In connection to Marty’s last post, here are rules for driving here that I wrote back in 2003 (satirically).

I’ve driven about 75 000 km on the roads here since then, had 4 accidents, 3 more bikes but I’d say that they are as true now as they were then

These are some rules to stay alive.

Rule One – Turn signals are seen as a sign of weakness.

Rule Two – Riding into on-coming traffic is usually safer than riding with traffic.

Rule Three – Never trust a Korean’s directions. There are three Gumi’s within twenty kilometers and their directions will get you to none of them.

Rule Four – If the road is well sign posted, paved and has a decent amount of traffic expect it to either A, end in a washout or B disappear into a rice paddy.

Rule Five- When you are kicking down a sidewalk at 60km/h look out for the police. They might be speeding towards you on the same sidewalk.

Rule Six – “Best Driver” on taxi cabs is awarded for highest scooter kills.

Rule Seven – Never race Etang Pizza boys.

Rule Eight. – When a Korean says ‘you are crazy’ for owning and driving a scooter, they are right.

Rule Nine – Korean law states that Car-Autobike accident, car is at fault. Autobike-Ajumma, Autobike is at fault. So only hit old women as they are getting into their cars.

Rule Ten – Never drive drunk, unless you are convinced of your own immortality and can bluff your way passed breath checks

Rule Eleven – If the sign says Kyong Ju, then GyeongJu, then KyungChu you are obviously headed to Busan.

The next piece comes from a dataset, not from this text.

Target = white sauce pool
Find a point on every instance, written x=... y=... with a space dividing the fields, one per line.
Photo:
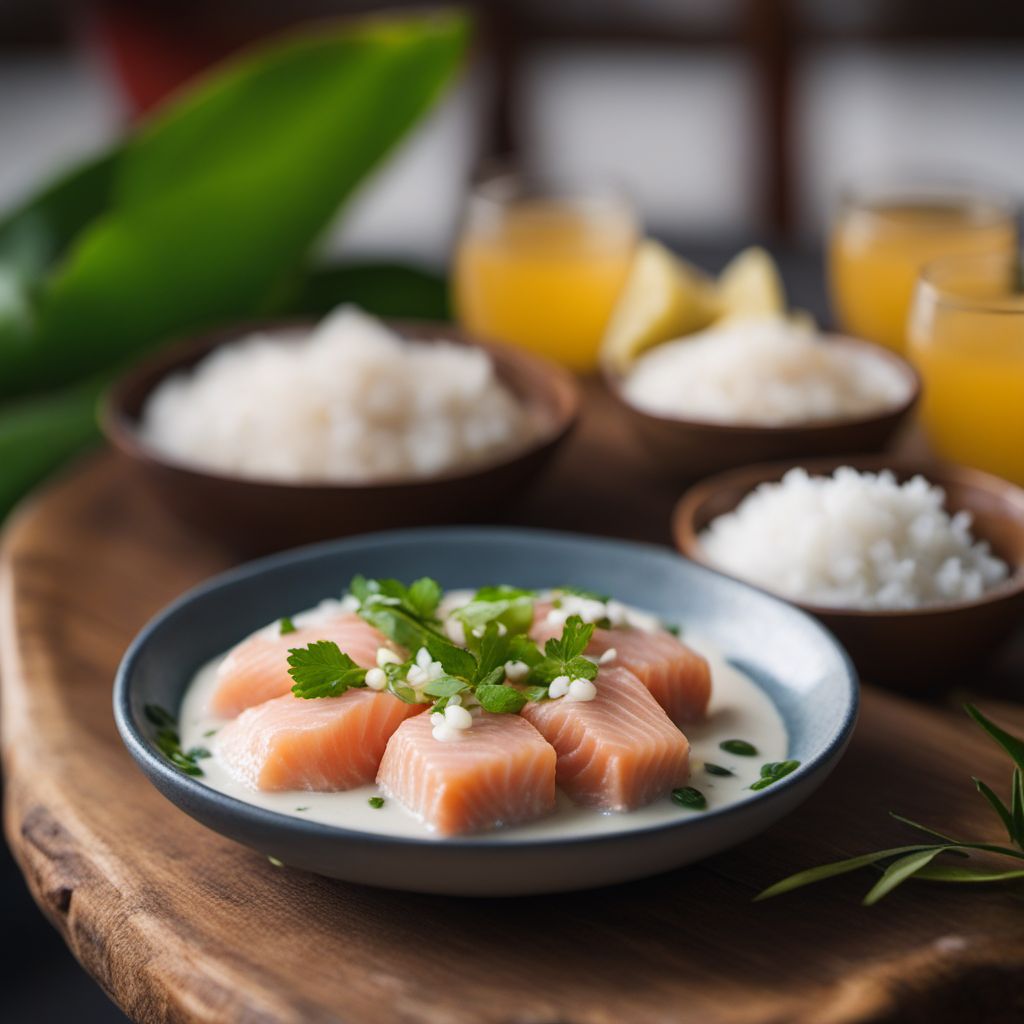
x=739 y=710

Rule Twelve – If the number of the highway corresponds with the number on your map and the town name matches yours, you are obviously in the wrong province.

Rule Thirteen – If the guys in the bikeshop say “that’s impossible”, not only is it possible, but highly probable that somebody has already done much worse.

But seriously, be safe. Never drink and drive. Always have insurance, wear a helmet and stop at *cough* traffic signals.